The Indiana board then issued its final determination denying Daugherty’s appeal, finding that it would not “make the case for a petitioner” and that Daughtery “failed to offer any evidence or argument” in support of his case. It then denied a subsequent rehearing request from Daugherty.
Daugherty appealed to the Indiana Tax Court, which affirmed the final determination in Michael Daugherty v. Benton County Assessor, Kelly Balensiefer, 21T-TA-26.
The Tax Court found unpersuasive Daugherty’s arguments that the final determination must be reversed because the Indiana board failed to conduct a hearing and, to the extent that it did, violated the Americans with Disabilities Act.

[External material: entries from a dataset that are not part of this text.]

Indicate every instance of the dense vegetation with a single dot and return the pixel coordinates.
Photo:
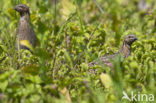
(71, 34)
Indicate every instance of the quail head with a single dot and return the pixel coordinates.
(24, 31)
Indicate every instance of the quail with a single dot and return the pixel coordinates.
(24, 31)
(125, 51)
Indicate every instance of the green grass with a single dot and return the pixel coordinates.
(76, 34)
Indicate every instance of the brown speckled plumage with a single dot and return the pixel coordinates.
(24, 31)
(125, 50)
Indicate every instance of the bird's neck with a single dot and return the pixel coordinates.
(25, 17)
(125, 50)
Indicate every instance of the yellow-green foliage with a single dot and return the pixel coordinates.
(71, 36)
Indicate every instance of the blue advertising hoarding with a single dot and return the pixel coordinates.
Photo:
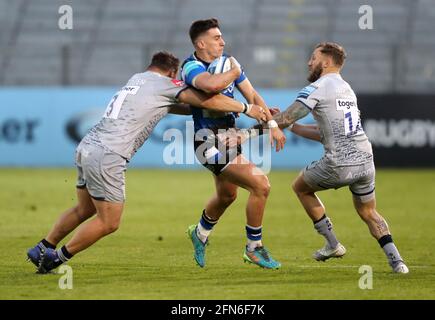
(40, 127)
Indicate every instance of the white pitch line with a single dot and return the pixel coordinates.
(350, 266)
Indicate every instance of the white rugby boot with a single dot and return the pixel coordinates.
(326, 252)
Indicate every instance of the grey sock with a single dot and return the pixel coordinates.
(324, 227)
(392, 254)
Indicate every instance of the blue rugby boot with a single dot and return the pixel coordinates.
(50, 260)
(198, 246)
(35, 254)
(261, 257)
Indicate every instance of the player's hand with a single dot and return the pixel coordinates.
(232, 137)
(257, 112)
(235, 67)
(277, 135)
(274, 110)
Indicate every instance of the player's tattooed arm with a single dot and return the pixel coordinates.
(293, 113)
(180, 109)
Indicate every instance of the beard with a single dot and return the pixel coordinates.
(315, 73)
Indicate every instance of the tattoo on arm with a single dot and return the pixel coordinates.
(293, 113)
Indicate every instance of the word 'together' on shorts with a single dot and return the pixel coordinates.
(360, 178)
(101, 172)
(214, 155)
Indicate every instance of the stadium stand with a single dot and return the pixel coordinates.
(112, 39)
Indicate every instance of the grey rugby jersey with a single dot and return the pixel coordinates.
(133, 113)
(334, 107)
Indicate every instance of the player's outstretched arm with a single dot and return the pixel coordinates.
(293, 113)
(220, 102)
(308, 131)
(252, 96)
(180, 109)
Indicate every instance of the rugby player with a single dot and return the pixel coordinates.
(229, 167)
(348, 157)
(102, 155)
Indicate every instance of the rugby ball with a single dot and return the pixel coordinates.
(219, 65)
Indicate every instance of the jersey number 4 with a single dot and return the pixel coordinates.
(114, 106)
(352, 121)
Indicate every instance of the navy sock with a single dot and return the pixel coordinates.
(47, 244)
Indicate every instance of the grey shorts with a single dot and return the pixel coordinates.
(102, 172)
(360, 178)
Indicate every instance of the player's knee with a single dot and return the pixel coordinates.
(85, 212)
(262, 187)
(367, 214)
(228, 198)
(111, 226)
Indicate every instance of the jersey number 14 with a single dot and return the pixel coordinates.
(352, 120)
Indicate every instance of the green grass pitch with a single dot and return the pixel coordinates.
(150, 257)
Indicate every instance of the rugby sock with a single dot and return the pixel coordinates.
(254, 237)
(63, 254)
(324, 227)
(205, 226)
(387, 244)
(47, 244)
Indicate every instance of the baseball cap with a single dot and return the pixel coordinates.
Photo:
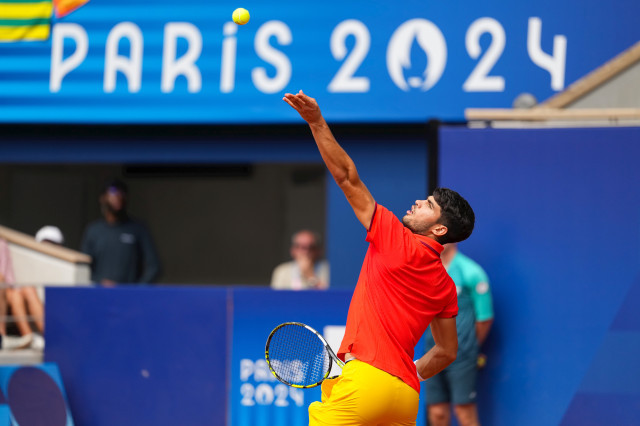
(50, 233)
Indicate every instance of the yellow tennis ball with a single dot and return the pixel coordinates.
(241, 16)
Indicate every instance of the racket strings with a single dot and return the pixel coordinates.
(298, 356)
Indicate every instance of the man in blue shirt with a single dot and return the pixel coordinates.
(121, 248)
(457, 383)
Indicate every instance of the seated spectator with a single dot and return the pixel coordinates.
(25, 303)
(307, 270)
(6, 283)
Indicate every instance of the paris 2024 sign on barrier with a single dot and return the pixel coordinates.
(135, 61)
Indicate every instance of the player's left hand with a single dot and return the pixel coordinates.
(306, 106)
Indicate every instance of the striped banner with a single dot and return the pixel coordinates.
(25, 20)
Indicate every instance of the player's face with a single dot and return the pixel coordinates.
(422, 215)
(115, 200)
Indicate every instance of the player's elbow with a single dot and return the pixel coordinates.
(451, 355)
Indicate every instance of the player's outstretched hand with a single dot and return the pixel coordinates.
(306, 106)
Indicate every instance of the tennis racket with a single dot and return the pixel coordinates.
(299, 356)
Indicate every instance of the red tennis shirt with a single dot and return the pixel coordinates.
(401, 288)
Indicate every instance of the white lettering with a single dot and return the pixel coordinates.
(228, 67)
(344, 81)
(554, 63)
(131, 67)
(172, 67)
(479, 80)
(275, 57)
(246, 369)
(59, 66)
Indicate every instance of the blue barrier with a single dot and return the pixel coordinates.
(558, 231)
(117, 62)
(141, 356)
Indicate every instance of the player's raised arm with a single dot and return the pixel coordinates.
(340, 165)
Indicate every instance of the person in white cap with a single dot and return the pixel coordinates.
(24, 301)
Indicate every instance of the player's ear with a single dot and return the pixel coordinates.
(439, 230)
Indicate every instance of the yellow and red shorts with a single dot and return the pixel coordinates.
(365, 395)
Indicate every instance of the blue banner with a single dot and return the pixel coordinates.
(138, 61)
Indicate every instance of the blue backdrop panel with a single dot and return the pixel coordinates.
(558, 231)
(140, 356)
(395, 172)
(257, 398)
(366, 61)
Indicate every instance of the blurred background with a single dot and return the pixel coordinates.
(158, 198)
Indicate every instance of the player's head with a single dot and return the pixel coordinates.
(113, 198)
(306, 243)
(445, 216)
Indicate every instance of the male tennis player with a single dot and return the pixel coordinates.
(401, 289)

“The record evidence in this case demonstrates that the Indiana Board conducted two hearings on Daugherty’s appeal, but he did not appear for either one of them. Pursuant to the Indiana Board’s duly promulgated regulations that were in effect at the time of those two hearings, the failure of a party to appear at a hearing is a proper basis to dismiss an appeal,” Judge Martha Blood Wentworth wrote.
As for the alleged ADA violation, Wentworth wrote that although Daugherty claimed the Indiana board failed to make reasonable accommodations for him to participate in the hearing, there was no evidence in the record that he was disabled or even requested accommodation.
“Accordingly, the Indiana Board’s final determination will not be reversed on this basis either,” she concluded. “… For the foregoing reasons, Daugherty has not demonstrated that the Indiana Board’s final determination is erroneous.”